Jesus may have been expressing this concept when he said, "I am the vine and you are the branches." He didn't say, "I am the root and your are the branches" or "I am the stalk and you are the branches." To the extent that we see ourselves as separate individuals, detached from one another and competing with one another, we are branches. But to the extent that we see that we are essentially one, and that our separateness is an illusion, we are Christ for each other and we see Christ in each other. Christ is the whole vine. As we become conscious of, and live out, our fundamental oneness, we become the body of Christ. Isn't this the fundamental meaning of the Eucharist?

There are biological reasons to see ourselves as one. What does your identity or sense of self actually encompass? Do you feel as though you are a single whole person? If you cut off an arm you would be handicapped, but would your sense of self be diminished? As a matter of fact your personhood spans over a virtual civilization of life forms and is not specifically attached to any one of them. The cells in your body are living beings in their own right, except they have learned to specialize and cooperate to such an extent that they are totally interdependent. The white blood cell you interpret as merely a part of you is almost indistinguishable, to the untrained eye, from an amoeba, which we interpret as not part of anything, but a separate living creature with its own identity. If our personhood spans across the boundaries of small organisms, is it inconceivable that it might span across the boundaries of larger organisms such as ourselves?

Or look at another example. When an amoeba splits in two, which part is the parent and which is the child? Which half carries the continued identity of the original and how does the new separate identity of the other come into being? Are they not, rather, two separate expressions of the same "spirit of amoebahood"? Our own coming into being is somewhat more complex, but is there not something similar in the continuity from parent to child? An overly individualistic view of life leaves many unresolved questions. What is the spiritual status of Siamese twins? What organs must they share to be considered a single person? When does a person become a vegetable? Is a vegetable fully human? What about that heavily debated life form, the fetus? Is a pregnant woman one person or two? At what point does the separate spirit of the fetus pop into existence, and where does it come from?
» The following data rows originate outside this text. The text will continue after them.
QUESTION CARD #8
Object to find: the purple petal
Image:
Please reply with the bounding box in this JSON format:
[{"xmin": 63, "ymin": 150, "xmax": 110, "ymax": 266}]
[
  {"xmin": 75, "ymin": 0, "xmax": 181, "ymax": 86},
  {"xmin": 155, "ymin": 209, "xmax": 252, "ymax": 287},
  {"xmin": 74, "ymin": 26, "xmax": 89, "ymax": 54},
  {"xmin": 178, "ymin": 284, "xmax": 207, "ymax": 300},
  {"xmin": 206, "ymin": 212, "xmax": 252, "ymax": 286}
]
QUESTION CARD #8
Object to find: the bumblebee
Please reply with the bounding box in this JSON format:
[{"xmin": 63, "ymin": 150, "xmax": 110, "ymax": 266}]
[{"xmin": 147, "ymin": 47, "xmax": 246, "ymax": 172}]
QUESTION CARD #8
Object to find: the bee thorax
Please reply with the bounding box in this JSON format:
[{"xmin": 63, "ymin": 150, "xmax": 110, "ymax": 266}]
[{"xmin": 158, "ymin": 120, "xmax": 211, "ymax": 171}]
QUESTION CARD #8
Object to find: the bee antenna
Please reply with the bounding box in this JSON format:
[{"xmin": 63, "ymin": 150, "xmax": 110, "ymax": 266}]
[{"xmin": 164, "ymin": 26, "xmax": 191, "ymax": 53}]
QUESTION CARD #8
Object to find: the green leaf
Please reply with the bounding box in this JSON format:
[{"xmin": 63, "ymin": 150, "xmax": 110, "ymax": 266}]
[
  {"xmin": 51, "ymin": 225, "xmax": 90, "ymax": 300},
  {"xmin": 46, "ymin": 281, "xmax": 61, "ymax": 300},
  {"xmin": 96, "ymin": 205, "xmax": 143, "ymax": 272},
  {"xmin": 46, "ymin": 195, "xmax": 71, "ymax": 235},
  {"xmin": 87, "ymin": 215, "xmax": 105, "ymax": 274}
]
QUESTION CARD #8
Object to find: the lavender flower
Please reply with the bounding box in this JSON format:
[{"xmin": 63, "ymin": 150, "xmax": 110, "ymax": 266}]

These issues are less problematic if life is seen as a continuum.

If the reason we see ourselves as isolated individuals is simply our blindness to the larger reality, perhaps that blindness will one-day be removed. That is one vision of what heaven will be like. Perhaps in that great day we will meet others and experience their lives, not as in the telling of a story but directly as our own. We will meet those we have loved and those we have hated; those we have admired and those we have despised; those who have suffered greatly and those who have imposed great suffering on others. We will internalize the experiences of all humanity as our own. In truly meeting others we will come to know ourselves fully for the first time. Perhaps this is merely science fiction. Perhaps not.